Après la pause et le stand RETZ (qui ne faisait pas recette) était prévu un temps de questionnement (petits papiers déposés sur la table et soigneusement triés : un seul a été (é)lu : « Doit-on oublier l'EPS pour autant ? Bien sûr que non cher ami, faisons du sport… »
Et c'est alors qu'une jeune enseignante osa se mettre debout pour dire sa difficulté à faire dans sa classe de maternelle ce qu'elle avait vu faire dans une école d'application du centre ville et que « les objectifs c'était bien beau mais que ce n'était pas toujours possible, en tout cas moi j'ai du mal à en tenir compte, est-ce qu'il faut en tenir compte… »

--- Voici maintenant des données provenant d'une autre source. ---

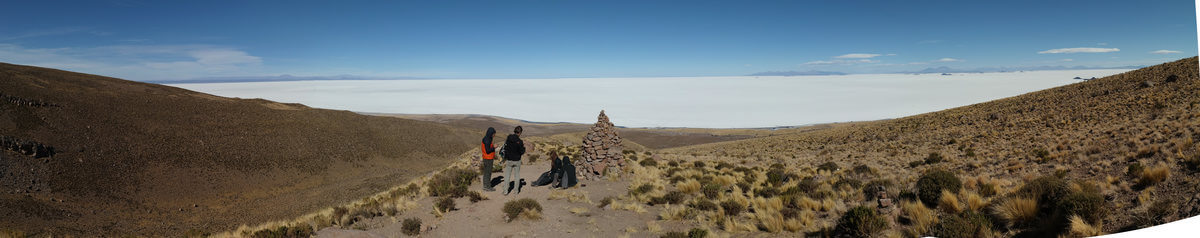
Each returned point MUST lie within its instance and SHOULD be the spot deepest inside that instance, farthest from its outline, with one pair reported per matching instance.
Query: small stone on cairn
(601, 150)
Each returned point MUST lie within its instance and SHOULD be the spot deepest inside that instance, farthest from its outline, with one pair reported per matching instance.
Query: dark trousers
(486, 171)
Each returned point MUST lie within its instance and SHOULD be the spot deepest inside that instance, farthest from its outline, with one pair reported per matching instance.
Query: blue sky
(184, 40)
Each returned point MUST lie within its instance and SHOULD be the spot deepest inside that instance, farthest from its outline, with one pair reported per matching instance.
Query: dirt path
(486, 219)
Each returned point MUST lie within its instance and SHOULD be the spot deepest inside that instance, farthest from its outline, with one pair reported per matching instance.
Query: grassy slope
(148, 159)
(1092, 130)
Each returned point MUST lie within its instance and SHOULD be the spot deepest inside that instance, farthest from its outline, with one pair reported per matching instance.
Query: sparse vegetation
(965, 225)
(828, 166)
(732, 208)
(444, 204)
(705, 204)
(523, 208)
(299, 231)
(859, 221)
(1017, 212)
(711, 190)
(919, 216)
(934, 158)
(648, 162)
(606, 201)
(451, 183)
(930, 185)
(1151, 177)
(412, 226)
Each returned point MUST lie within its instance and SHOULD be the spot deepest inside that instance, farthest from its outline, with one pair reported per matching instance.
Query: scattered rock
(601, 150)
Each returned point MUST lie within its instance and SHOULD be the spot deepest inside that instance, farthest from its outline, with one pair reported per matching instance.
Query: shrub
(1047, 189)
(299, 231)
(743, 185)
(648, 162)
(705, 204)
(675, 234)
(723, 165)
(1193, 162)
(1153, 176)
(444, 204)
(934, 158)
(606, 201)
(672, 197)
(688, 186)
(1079, 227)
(767, 192)
(949, 202)
(451, 183)
(475, 196)
(987, 189)
(515, 208)
(1041, 153)
(871, 190)
(930, 185)
(849, 182)
(859, 221)
(732, 208)
(412, 226)
(1134, 170)
(1017, 212)
(919, 216)
(863, 170)
(965, 225)
(711, 190)
(642, 189)
(828, 166)
(1087, 203)
(697, 233)
(790, 213)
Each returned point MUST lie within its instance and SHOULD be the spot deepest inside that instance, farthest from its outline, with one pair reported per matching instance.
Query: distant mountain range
(946, 70)
(811, 72)
(951, 70)
(276, 78)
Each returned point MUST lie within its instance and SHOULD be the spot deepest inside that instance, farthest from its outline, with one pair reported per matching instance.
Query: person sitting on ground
(568, 173)
(489, 155)
(553, 174)
(513, 150)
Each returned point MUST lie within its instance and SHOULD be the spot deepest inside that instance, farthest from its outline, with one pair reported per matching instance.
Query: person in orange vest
(489, 152)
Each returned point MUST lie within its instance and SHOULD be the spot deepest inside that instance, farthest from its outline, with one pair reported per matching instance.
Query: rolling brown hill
(1131, 135)
(91, 155)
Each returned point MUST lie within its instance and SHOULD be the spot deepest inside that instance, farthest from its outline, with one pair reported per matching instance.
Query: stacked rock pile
(601, 150)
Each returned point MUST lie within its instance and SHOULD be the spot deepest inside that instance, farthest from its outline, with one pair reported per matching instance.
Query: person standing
(489, 155)
(513, 150)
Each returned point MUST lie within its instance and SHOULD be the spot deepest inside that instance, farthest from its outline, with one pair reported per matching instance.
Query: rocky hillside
(84, 154)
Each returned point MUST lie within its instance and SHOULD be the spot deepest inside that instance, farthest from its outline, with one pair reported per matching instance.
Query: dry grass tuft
(651, 226)
(577, 210)
(1081, 228)
(975, 202)
(949, 202)
(688, 186)
(531, 214)
(1151, 177)
(919, 216)
(1017, 210)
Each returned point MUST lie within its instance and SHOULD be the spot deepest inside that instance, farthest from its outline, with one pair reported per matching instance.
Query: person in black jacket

M. C, chercheur, expert en pédagogie, à l'aide de son micro, coupa net la parole à la collègue, tourna en dérision l'interlocutrice, essayant de prendre à partie le public qui ne broncha pas (les enseignants « populaires » ne sont pas aussi dociles que les enseignants « bourgeois »…) et vira rouge de colère. Voyant cela, l'inspectrice en furie (une de ses élèves osait attaquer le vénéré Maître !) se leva pour incendier la collègue et exprimer une rage peu commune à l'encontre de ces enseignants qui ne sont jamais d'accords, qui ne savent que contester et qui feraient mieux de changer de métier. « Je passerai peut-être pour une vieille peau mais, tenez vous le pour dit, je ne lâcherai rien !!! »

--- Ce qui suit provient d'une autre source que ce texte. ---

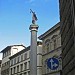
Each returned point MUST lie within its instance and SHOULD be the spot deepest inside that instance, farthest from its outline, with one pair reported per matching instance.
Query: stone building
(20, 62)
(67, 22)
(7, 52)
(51, 40)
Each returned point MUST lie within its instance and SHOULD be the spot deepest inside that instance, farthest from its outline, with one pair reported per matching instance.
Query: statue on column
(34, 18)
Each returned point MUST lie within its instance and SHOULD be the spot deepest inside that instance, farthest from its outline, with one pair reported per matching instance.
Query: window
(14, 69)
(28, 72)
(18, 59)
(54, 43)
(47, 42)
(11, 70)
(25, 73)
(18, 68)
(29, 64)
(47, 47)
(22, 57)
(25, 65)
(25, 56)
(14, 60)
(21, 69)
(11, 62)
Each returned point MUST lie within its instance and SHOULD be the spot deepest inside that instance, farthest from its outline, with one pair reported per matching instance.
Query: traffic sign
(53, 63)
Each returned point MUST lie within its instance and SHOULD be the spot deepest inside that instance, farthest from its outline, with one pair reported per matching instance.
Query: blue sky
(15, 19)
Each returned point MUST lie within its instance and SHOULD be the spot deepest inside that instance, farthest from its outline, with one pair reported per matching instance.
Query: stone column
(33, 48)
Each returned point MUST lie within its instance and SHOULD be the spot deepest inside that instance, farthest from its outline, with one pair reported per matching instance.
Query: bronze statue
(34, 18)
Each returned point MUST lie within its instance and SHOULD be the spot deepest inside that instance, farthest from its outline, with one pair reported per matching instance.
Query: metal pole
(33, 48)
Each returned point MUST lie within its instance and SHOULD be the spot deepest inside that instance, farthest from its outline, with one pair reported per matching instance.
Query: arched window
(54, 38)
(47, 45)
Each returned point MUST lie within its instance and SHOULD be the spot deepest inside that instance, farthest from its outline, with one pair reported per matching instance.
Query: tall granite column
(33, 48)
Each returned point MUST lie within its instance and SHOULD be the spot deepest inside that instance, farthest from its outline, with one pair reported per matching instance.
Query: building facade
(67, 21)
(7, 52)
(51, 49)
(20, 62)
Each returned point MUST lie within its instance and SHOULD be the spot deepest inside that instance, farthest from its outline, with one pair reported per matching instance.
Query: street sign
(53, 63)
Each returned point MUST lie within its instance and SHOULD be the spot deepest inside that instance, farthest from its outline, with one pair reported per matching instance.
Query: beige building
(51, 48)
(20, 62)
(7, 52)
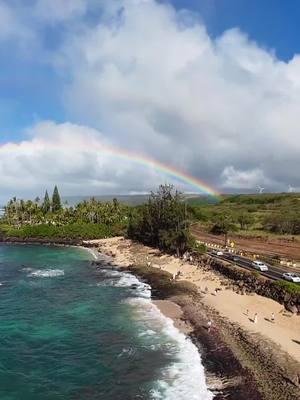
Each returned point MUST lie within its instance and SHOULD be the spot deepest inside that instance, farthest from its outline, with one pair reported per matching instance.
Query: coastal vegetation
(51, 219)
(261, 214)
(162, 222)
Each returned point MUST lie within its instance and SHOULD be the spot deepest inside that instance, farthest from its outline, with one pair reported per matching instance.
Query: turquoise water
(70, 330)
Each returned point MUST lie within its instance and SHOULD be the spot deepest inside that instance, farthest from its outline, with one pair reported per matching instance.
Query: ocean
(71, 331)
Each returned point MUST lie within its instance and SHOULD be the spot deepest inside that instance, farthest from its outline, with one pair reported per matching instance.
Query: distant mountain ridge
(138, 199)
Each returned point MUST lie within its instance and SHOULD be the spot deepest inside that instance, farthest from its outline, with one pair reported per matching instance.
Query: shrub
(290, 287)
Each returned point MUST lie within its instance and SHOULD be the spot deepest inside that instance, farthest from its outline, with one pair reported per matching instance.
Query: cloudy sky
(209, 87)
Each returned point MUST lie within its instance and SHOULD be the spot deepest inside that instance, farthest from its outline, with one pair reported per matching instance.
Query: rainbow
(140, 159)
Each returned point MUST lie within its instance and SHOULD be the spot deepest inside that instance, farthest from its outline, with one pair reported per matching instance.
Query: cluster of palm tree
(20, 212)
(162, 222)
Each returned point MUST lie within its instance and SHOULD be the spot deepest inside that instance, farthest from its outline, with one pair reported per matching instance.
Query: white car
(291, 276)
(260, 266)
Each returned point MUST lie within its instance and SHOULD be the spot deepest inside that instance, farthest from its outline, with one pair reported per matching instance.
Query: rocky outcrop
(246, 282)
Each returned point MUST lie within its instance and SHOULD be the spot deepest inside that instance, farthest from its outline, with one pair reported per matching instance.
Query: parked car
(217, 252)
(291, 276)
(259, 265)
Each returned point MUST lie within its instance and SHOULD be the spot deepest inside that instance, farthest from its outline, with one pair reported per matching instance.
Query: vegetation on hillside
(49, 219)
(162, 222)
(265, 213)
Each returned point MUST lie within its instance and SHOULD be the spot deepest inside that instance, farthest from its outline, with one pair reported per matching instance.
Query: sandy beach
(270, 350)
(284, 331)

Face à nous (comme à l'ancienne école ?) une maîtresse furibonde, un inspecteur sur sa chaire. Face à eux ce fameux public de ZEP, tellement indiscipliné, refusant d'entendre la bonne parole et dont on ne peut rien sortir, avec lequel on ne pourra jamais rien faire.
En tout cas, on a bien rigolé.
Le lendemain, au milieu des immeubles, on était au boulot.